Dell'attuale situazione di instabilità in Turchia, Olivier Tosseri
ha ha parlato con il vescovo Louis Pelâtre, vicario apostolico di Istanbul:
R. - Moi, je
pense que la Turquie… Io penso che la Turchia non è “i Paesi arabi”, è molto differente.
Evidentemente però si teme che possa andare a finire in modo simile. Sì, certo, potrebbe
anche andare a finire così… Ma comunque non si tratta delle stesse rivendicazioni.
Per il momento in Turchia la democrazia funziona, il governo attuale è stato eletto
democraticamente. Si spera che il prossimo anno ci saranno elezioni democratiche,
come la volta precedente.
D. – Come reagiscono le comunità cristiane a questi
episodi?
R. – Les communautés chrétiennes sont très discrètes… Le comunità
cristiane sono molto discrete e si tengono nell’ombra. Come opinione non esistono
nel quadro politico del Paese. Ma soprattutto per noi - i cattolici latini - le nostre
chiese sono riempite da stranieri e da immigrati, che non prendono certo posizione
in merito a questi disordini.
D. – Teme una radicalizzazione di musulmani in
Turchia?
R. – Pour le moment, on ne le voit trop… Per il momento non tanto.
Questo governo attuale, questo partito, per poter raccogliere tutti ha voluto dare
delle garanzie ai musulmani tradizionali. Questo partito è molto frammentato e ci
sono certamente musulmani molto convinti, che vorrebbero veder trionfare le leggi
islamiche… Ma è anche l’unico partito che, per il momento, ha saputo governare e riunire
tanta gente.

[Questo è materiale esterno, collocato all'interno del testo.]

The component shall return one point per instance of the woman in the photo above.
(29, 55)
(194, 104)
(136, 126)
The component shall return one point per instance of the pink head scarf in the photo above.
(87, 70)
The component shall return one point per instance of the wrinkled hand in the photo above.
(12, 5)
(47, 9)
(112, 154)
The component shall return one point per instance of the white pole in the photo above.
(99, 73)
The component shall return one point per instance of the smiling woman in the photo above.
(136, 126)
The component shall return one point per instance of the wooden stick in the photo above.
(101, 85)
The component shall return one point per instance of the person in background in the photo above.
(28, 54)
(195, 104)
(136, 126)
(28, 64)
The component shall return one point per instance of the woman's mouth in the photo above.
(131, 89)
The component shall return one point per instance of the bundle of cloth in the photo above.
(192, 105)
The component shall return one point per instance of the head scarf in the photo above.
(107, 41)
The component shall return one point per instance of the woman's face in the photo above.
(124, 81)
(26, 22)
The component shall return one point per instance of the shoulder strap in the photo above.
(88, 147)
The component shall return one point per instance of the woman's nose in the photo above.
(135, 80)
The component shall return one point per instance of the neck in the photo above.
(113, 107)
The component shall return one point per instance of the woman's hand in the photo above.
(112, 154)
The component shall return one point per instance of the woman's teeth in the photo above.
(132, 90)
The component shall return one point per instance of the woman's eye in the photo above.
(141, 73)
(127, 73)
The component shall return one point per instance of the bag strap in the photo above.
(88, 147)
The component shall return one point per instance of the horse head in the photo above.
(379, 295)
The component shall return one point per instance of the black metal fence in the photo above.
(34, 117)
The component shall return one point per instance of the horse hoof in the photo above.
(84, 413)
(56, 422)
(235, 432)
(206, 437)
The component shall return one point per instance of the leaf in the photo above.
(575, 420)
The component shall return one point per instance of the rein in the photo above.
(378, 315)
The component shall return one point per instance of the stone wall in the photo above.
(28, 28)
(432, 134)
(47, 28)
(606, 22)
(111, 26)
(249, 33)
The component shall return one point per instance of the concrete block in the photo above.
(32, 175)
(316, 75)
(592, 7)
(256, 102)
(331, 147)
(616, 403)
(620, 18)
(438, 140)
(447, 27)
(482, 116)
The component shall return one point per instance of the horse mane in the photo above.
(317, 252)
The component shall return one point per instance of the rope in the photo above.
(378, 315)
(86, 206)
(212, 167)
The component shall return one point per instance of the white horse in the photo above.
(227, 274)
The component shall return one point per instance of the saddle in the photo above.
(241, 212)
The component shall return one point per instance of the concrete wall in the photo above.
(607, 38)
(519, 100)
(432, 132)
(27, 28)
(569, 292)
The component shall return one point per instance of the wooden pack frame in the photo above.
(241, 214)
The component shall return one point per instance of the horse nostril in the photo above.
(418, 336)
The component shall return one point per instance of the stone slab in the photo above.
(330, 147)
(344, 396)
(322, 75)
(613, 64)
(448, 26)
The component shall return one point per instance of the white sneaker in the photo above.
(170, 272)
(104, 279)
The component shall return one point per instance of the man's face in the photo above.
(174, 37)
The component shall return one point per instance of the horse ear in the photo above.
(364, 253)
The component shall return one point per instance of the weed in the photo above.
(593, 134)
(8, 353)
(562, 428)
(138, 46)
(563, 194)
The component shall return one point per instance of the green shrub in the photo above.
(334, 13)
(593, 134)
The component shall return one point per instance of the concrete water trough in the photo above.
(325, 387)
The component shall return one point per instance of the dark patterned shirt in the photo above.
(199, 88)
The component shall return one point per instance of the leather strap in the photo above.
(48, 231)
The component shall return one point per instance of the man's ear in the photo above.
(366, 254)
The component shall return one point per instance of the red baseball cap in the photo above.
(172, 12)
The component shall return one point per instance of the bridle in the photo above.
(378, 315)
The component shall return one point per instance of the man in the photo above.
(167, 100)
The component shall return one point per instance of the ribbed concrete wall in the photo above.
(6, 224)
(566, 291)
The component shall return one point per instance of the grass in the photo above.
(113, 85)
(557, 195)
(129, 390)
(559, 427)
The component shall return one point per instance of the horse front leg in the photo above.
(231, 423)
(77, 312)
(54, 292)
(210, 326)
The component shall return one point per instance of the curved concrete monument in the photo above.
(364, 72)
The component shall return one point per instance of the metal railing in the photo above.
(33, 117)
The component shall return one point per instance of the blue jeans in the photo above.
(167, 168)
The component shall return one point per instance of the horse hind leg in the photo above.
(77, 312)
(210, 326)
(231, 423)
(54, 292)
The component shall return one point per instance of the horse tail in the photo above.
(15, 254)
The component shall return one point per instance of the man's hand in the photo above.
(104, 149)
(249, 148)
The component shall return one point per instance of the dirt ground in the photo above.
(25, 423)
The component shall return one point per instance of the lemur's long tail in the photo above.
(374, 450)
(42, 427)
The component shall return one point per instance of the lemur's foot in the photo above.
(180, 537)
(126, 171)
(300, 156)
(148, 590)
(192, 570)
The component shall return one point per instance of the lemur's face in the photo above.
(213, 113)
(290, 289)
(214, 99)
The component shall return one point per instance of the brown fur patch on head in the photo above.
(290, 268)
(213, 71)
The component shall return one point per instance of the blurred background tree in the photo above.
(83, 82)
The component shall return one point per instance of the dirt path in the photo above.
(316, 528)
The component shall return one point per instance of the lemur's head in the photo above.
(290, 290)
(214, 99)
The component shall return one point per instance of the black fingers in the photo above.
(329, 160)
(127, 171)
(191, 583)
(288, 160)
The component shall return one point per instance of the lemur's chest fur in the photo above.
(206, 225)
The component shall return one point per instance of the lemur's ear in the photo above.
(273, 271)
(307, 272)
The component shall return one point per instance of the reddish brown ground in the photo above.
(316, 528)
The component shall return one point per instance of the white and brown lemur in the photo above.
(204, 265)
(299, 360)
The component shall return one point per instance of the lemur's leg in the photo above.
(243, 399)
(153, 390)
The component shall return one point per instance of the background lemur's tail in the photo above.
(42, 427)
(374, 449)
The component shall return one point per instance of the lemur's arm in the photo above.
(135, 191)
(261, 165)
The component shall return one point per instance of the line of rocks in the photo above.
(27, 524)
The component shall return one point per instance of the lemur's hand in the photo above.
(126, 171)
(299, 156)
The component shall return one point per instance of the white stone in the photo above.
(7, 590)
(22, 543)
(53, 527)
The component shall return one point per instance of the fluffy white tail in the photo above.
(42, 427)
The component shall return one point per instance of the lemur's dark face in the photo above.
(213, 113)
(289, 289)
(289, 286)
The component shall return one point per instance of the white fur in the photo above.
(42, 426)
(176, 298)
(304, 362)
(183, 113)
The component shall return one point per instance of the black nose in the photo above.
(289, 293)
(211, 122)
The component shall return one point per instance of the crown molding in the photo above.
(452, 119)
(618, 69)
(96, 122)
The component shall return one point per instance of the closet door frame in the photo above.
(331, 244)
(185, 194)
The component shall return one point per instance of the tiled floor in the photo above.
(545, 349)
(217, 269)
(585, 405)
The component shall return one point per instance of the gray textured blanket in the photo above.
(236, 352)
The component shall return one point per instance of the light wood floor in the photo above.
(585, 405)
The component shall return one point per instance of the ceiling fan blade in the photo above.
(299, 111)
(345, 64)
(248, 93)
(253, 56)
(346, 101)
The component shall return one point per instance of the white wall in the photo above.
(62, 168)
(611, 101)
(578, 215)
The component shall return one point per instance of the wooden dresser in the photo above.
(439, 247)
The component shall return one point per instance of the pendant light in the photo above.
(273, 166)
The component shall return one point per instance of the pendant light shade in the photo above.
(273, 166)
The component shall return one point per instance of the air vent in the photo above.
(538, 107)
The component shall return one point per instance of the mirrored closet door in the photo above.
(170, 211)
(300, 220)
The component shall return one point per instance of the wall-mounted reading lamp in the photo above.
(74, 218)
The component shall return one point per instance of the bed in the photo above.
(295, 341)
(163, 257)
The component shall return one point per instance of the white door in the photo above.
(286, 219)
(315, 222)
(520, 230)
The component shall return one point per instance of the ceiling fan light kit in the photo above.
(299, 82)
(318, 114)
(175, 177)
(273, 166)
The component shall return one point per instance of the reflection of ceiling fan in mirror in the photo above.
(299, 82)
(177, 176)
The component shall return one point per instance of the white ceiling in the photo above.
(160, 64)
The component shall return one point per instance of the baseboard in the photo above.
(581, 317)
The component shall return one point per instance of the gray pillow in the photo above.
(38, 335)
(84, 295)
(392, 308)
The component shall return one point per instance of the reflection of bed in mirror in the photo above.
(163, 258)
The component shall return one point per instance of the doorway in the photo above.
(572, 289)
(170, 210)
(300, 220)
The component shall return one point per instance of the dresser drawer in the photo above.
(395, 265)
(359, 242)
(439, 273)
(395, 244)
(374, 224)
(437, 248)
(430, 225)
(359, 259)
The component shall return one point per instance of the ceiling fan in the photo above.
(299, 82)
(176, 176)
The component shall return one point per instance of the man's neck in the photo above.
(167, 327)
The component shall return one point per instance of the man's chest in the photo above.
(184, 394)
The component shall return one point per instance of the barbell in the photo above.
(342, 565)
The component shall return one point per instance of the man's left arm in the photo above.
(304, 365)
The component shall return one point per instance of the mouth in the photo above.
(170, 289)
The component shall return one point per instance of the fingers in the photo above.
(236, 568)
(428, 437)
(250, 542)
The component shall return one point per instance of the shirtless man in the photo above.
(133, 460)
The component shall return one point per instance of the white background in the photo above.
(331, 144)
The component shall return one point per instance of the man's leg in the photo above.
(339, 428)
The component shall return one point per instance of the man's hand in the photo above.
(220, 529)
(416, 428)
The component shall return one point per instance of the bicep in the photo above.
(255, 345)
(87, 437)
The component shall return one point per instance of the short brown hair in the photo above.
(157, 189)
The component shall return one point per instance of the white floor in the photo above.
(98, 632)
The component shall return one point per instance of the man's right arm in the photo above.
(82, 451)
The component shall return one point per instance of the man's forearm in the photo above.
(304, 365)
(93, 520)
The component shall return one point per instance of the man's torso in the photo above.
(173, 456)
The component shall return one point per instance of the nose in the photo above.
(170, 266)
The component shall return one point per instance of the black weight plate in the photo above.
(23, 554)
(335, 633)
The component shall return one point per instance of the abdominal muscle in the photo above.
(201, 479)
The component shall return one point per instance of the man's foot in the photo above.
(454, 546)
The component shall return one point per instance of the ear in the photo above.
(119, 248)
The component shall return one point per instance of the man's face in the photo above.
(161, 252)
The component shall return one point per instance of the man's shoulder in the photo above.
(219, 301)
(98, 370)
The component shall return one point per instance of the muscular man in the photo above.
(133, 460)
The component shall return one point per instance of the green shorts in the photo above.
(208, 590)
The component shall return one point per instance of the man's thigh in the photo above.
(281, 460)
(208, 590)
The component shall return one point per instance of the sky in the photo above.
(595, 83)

Ci sono persone di altri partiti tradizionali e che condividono completamente
queste ideologie, ma che sono passate a questo partito per avere voce in capitolo,
per raggiungere un equilibrio. In effetti, quindi, è un partito molto composito.
D.
– C’è un’alternativa a questo partito nella società?
R. – Pour le moment, il
n’y a pas d’alternatives… Per il momento, non ci sono alternative. E’ questo che
è inquietante perché, così come chiedono i manifestanti, se si facesse cadere il governo
– se si facesse cadere questo primo ministro che pure detiene il potere da più di
10 anni, e non è poco essere rimasto al governo per dieci annim e che finora ha dato
più o meno soddisfazione – non ci sono alternative. L’opposizione al momento è molto
debole. Il presidente della Repubblica è del suo partito e lui stesso richiama alla
calma. Sembra che il primo ministro abbia detto che non intende cedere… Ecco, attualmente
ci troviamo in un equilibrio di potere.
D. – E lei è favorevole allo status
quo?
R. – Il faudrait une amélioration. On pense tous que ces événements... E’
necessario un miglioramento della situazione. Tutti pensiamo che questi avvenimenti
possano essere un campanello d’allarme per chi guida il Paese. Io mi auguro che la
democrazia continui, anche da parte degli eletti dal popolo che sono al potere.